Takip eden hafta boyunca ise Oda birimleri, kentlerinde ulusal ve uluslararası etkinlik gerçekleştirmektedirler. Mimarlar Odası, her iki yılda bir Ulusal Mimarlık Ödülleri kapsamında, mimarlık alanında önemli yapıtlara imza atmış ve meslek etiğine bağlı, deneyimli meslektaşlarımızı “Mimar Sinan Büyük Ödülü” ile onurlandırmaktadır.
Çevresiyle, doğayla ve insanla barışık bir yapılaşmanın görkemli anıtsal örneklerini mimarlığın evrensel değerleriyle buluşturan Mimar Sinan’ın eserleri, günümüzde dahi bulundukları kentleri biçimlendirmekte, yaşamımızı etkilemektedir.
Koca Sinan’ı andığımız bugünlerde ne yazık ki toplumumuza “uygarlığımızın esenlikli bir geleceği” adına güzel şeylerden söz edemiyoruz.
Mevcut iktidarın tarihî yapıtların “taklit”lerini kentlere “tarihi yeniden canlandırmak” adı altında “mimarlık” olarak pazarladığı koşullarda, mimarlık, kültür ve doğa değerleri sistemli bir şekilde yok edilmektedir. Sinan’ın akılcı mimari anlayışının özünü oluşturan araştırma, öğrenme, anlama, çağdaş bir mimari yaratma, sürekli olarak kendini aşma çabaları anlaşılmamakta, niteliksiz uygulamalar ile hatalı yatırım kararları alınmaktadır.
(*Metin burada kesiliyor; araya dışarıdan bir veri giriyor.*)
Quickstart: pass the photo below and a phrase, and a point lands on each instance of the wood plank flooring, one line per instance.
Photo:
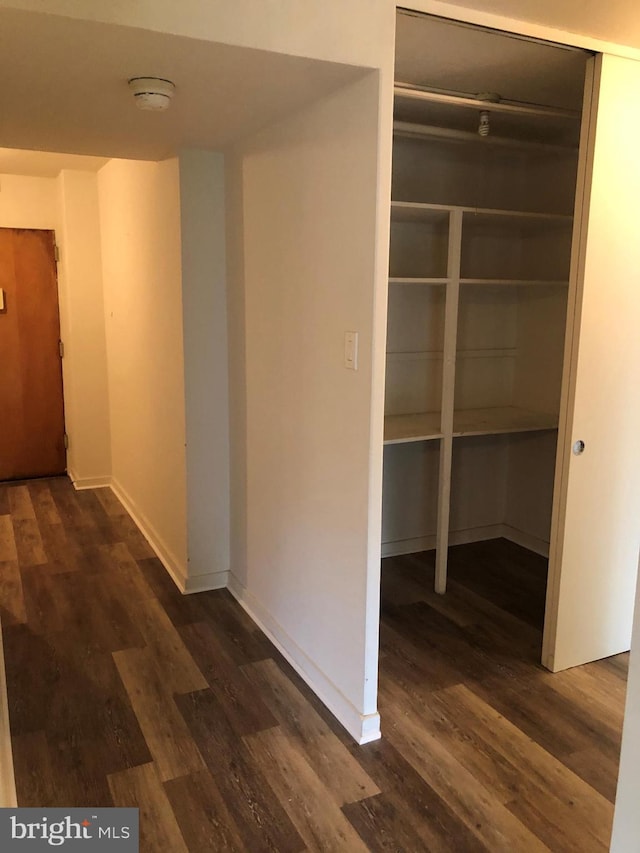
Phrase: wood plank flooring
(124, 692)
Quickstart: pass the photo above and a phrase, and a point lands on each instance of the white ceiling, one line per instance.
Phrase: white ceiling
(44, 164)
(433, 52)
(64, 88)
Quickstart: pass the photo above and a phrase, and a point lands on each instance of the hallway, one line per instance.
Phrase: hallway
(124, 692)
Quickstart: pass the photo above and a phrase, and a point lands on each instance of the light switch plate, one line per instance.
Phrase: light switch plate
(351, 350)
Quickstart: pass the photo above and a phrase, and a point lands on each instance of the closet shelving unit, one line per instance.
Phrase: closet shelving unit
(481, 233)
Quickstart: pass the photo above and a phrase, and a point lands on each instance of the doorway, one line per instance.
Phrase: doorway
(485, 161)
(31, 396)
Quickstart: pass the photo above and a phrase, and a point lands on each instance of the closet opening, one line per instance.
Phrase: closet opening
(487, 129)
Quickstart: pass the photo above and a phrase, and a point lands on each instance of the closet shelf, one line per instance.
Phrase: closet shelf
(416, 211)
(506, 419)
(402, 280)
(400, 429)
(425, 426)
(512, 282)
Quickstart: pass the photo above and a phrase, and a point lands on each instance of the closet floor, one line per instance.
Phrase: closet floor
(124, 692)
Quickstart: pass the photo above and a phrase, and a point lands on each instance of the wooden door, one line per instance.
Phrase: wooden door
(31, 406)
(596, 521)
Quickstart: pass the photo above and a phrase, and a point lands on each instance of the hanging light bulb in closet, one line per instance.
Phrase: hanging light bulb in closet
(484, 127)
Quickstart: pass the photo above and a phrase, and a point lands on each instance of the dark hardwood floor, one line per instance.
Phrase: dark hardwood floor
(124, 692)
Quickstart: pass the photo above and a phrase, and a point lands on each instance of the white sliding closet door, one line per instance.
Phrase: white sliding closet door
(596, 526)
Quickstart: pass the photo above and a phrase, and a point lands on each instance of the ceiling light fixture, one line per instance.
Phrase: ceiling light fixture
(151, 93)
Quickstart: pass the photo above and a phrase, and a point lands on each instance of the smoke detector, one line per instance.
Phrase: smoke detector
(151, 93)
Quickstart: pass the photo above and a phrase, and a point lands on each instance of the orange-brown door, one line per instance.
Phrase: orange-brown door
(31, 405)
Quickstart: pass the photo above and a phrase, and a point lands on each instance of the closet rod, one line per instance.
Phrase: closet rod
(407, 90)
(407, 128)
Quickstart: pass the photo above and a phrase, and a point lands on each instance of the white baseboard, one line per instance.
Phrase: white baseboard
(202, 583)
(364, 728)
(526, 540)
(456, 537)
(80, 483)
(8, 797)
(163, 553)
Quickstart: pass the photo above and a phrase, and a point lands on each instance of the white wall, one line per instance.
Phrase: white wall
(308, 264)
(83, 330)
(141, 256)
(204, 302)
(626, 821)
(28, 203)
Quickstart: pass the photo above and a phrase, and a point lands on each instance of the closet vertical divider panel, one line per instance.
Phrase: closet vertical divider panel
(448, 397)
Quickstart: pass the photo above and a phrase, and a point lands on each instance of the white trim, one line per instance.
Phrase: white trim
(164, 554)
(8, 796)
(519, 27)
(202, 583)
(81, 483)
(464, 537)
(364, 728)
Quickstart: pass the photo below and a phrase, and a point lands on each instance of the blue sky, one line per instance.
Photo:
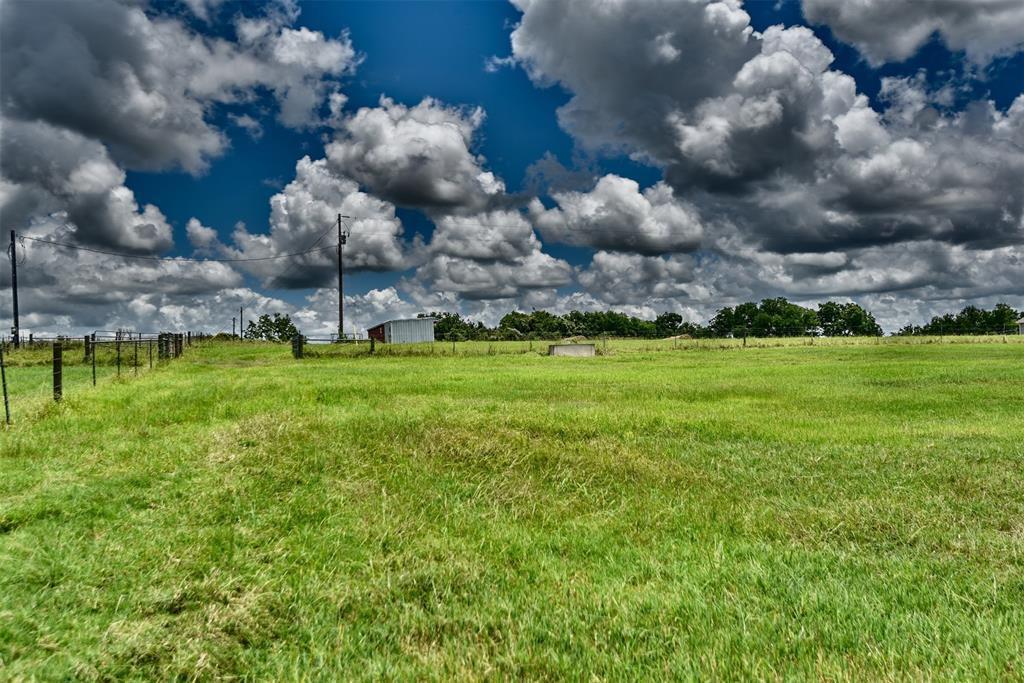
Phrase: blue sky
(768, 219)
Ekonomik perspektif “kentsel dönüşüm”e dayandırılmakta, insani, bilimsel ve mesleki tüm birikimler yok sayılarak, Cumhuriyet dönemi mimari mirası ile birlikte bütün tarihî ve doğal varlıklar ile kültürel değerler birer birer yok edilmektedir. Bu anlayışla çıkarılan 5366 sayılı Yenileme Yasasının yanı sıra 6306 sayılı Afet Yasası ile TOKİ ve Başbakanlık “tek imar otoritesi” haline getirilerek; mimarlık değerlerini, kent dokusunu ve kültür varlıklarını yok eden karar ve uygulamalar engelsiz bir şekilde hayata geçirilmektedir.
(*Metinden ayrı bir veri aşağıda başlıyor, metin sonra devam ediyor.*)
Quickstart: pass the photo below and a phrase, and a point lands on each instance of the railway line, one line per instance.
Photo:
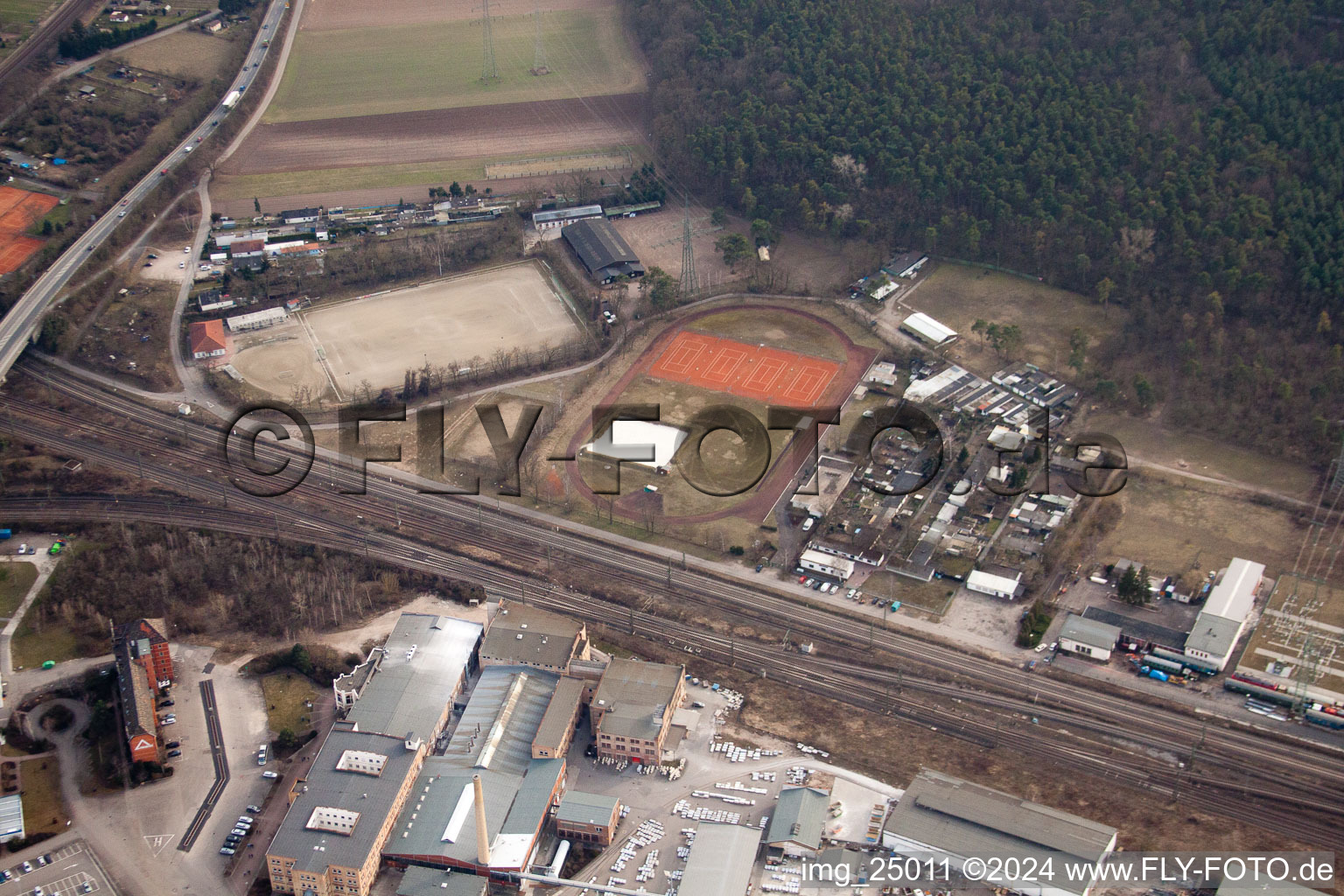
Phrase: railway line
(1289, 788)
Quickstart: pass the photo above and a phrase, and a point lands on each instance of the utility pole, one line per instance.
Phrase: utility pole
(538, 50)
(488, 70)
(687, 284)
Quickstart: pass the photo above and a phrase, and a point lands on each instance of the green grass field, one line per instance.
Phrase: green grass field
(366, 72)
(15, 580)
(326, 180)
(285, 695)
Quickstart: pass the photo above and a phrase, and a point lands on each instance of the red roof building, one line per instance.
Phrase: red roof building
(207, 339)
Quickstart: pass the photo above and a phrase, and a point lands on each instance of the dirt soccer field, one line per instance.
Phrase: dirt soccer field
(461, 321)
(20, 210)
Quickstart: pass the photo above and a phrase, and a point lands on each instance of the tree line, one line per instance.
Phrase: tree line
(1181, 160)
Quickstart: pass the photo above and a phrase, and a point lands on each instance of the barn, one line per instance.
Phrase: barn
(602, 251)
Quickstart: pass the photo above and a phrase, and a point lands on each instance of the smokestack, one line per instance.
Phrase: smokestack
(483, 838)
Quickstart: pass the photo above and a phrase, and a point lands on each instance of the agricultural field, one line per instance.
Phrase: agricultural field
(19, 19)
(382, 103)
(461, 321)
(187, 54)
(437, 65)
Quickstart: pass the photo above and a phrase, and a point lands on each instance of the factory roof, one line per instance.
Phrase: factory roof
(721, 860)
(433, 881)
(586, 808)
(559, 712)
(634, 696)
(353, 805)
(964, 818)
(519, 633)
(1090, 632)
(1234, 595)
(1140, 629)
(425, 660)
(799, 817)
(1213, 634)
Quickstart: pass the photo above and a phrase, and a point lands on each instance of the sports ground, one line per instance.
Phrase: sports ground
(20, 210)
(456, 323)
(765, 374)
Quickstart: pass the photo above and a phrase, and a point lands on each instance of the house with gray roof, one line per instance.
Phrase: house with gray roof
(797, 822)
(962, 820)
(632, 708)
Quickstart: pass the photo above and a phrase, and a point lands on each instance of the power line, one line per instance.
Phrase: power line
(488, 69)
(538, 49)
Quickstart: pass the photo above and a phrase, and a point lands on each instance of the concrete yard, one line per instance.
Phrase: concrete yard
(456, 323)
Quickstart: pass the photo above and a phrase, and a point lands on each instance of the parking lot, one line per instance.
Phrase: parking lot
(72, 870)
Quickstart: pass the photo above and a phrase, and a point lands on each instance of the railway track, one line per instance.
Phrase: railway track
(1286, 788)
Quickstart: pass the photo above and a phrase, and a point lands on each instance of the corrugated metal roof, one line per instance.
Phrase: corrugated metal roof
(1090, 632)
(426, 657)
(950, 816)
(721, 860)
(799, 817)
(431, 881)
(586, 808)
(326, 786)
(632, 693)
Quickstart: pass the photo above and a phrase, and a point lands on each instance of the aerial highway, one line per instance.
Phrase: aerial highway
(1264, 780)
(25, 316)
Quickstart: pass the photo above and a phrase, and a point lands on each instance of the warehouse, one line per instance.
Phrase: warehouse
(644, 442)
(827, 564)
(721, 861)
(564, 216)
(927, 329)
(797, 823)
(256, 320)
(602, 250)
(1088, 637)
(999, 584)
(957, 818)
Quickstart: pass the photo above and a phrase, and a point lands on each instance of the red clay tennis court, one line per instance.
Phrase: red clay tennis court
(770, 375)
(19, 210)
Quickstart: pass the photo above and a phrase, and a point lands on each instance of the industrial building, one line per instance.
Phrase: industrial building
(1225, 614)
(396, 703)
(602, 251)
(929, 331)
(632, 708)
(721, 861)
(144, 670)
(483, 803)
(996, 582)
(519, 634)
(256, 320)
(797, 823)
(1088, 637)
(825, 564)
(207, 340)
(957, 818)
(589, 818)
(644, 442)
(564, 216)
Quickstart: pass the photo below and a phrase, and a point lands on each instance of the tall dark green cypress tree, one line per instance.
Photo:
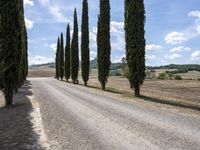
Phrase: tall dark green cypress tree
(57, 64)
(135, 42)
(85, 51)
(9, 49)
(104, 48)
(61, 60)
(75, 51)
(67, 55)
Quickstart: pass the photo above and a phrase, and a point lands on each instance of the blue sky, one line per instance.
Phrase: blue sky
(172, 29)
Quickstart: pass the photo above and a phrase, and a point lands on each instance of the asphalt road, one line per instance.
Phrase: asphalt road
(76, 117)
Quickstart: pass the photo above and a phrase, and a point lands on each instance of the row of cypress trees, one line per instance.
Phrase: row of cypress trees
(69, 66)
(13, 48)
(135, 45)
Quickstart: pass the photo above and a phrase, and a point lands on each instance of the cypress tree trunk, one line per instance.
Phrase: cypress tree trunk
(103, 40)
(57, 60)
(135, 42)
(67, 55)
(75, 51)
(9, 96)
(61, 60)
(85, 52)
(10, 55)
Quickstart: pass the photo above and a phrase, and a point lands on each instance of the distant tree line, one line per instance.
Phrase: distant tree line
(13, 48)
(67, 63)
(188, 67)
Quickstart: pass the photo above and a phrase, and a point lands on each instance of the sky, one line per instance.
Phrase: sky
(172, 29)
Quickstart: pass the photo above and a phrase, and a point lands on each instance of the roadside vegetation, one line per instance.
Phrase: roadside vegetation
(135, 46)
(13, 48)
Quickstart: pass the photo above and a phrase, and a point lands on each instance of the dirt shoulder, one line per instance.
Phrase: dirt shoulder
(21, 125)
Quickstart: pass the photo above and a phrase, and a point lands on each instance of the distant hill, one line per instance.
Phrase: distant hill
(114, 66)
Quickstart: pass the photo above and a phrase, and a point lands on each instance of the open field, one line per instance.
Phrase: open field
(179, 91)
(190, 75)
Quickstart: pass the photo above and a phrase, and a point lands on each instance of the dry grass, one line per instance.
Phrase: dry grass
(183, 91)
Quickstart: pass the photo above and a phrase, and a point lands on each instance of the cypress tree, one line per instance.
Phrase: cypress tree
(61, 59)
(135, 42)
(57, 66)
(67, 55)
(10, 54)
(75, 51)
(104, 48)
(85, 51)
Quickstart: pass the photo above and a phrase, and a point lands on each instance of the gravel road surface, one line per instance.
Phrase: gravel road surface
(77, 118)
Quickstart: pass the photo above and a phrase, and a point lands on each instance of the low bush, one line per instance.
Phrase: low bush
(162, 76)
(178, 77)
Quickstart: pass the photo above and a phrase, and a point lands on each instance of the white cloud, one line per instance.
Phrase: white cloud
(195, 55)
(56, 12)
(153, 47)
(28, 2)
(44, 2)
(29, 23)
(179, 49)
(40, 60)
(93, 55)
(188, 33)
(175, 38)
(194, 14)
(173, 56)
(53, 46)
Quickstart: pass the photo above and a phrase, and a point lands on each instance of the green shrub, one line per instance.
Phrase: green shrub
(178, 77)
(115, 73)
(162, 76)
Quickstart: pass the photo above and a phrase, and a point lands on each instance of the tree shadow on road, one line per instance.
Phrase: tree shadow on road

Büyük Usta’nın, mimarlık ve şehircilik açısından “çılgın” kararların alındığı bir ortamda anılması, tarih boyunca bu topraklarda yaratılan birikim ve değerlerle ve O’na saygısızlık anlamına gelmektedir.
Mimarlar Odası olarak, kendi çağından günümüze dek yapıtlarıyla sunduğu mesajı doğru anlayarak, bundan dersler çıkarmanın; O’na, toplumumuza ve mimarlığa olan borcumuzun bir gereği olduğu inancıyla her türlü baskı ve etkisizleştirme çabalarına rağmen, meslekî çalışmalarımızı sürdüreceğimizi kamuoyu ile paylaşıyoruz.
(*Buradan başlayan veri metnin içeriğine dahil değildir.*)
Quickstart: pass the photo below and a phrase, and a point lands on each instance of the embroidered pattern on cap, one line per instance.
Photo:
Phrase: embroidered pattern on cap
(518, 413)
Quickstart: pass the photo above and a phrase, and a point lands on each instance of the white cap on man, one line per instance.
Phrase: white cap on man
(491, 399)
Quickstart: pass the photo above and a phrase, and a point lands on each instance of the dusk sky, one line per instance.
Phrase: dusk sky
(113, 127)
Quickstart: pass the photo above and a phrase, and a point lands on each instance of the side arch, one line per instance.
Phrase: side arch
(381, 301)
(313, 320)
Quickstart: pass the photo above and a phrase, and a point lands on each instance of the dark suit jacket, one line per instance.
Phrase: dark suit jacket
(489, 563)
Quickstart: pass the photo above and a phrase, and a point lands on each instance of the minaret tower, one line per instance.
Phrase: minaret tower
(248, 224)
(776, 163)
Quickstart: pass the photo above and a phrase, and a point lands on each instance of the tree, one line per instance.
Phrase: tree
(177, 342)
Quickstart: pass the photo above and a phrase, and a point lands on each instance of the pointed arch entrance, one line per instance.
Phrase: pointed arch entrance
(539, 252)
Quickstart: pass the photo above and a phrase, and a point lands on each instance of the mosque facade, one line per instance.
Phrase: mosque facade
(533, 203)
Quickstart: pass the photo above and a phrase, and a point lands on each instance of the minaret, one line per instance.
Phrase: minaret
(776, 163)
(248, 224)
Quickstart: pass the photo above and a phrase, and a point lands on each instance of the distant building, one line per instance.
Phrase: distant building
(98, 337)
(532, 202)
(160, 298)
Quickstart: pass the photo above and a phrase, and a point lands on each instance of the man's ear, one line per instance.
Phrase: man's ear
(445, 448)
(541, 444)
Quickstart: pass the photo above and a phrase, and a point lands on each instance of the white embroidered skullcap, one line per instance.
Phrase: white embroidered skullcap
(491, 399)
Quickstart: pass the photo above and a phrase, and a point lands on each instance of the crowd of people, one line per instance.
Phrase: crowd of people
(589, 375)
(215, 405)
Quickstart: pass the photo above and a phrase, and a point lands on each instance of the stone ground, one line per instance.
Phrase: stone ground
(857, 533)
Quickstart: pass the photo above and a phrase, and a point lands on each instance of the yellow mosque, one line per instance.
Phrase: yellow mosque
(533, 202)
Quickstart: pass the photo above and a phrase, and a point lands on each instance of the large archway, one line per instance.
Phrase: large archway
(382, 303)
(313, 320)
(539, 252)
Büyük ustayı ölüm yıldönümü nedeniyle saygıyla anarken, “Sinan’a saygısızlık” şeklinde nitelediğimiz, yönetimlerin, kent kimliklerini ve siluetlerini yok eden, estetikten yoksun, sosyal, ekonomik ve kamusal kayıplara neden olan, “kent suçu” niteliğindeki uygulamaları yeniden bir kez daha birlikte düşünelim istiyoruz. Bu kapsamda ülke yöneticilerini, yerel yönetimleri, yatırımcıları ve ilgili tüm kesimleri kentlerimize, Koca Sinan’a ve yarattığı eşsiz değerlere sahip çıkmaya davet ediyoruz.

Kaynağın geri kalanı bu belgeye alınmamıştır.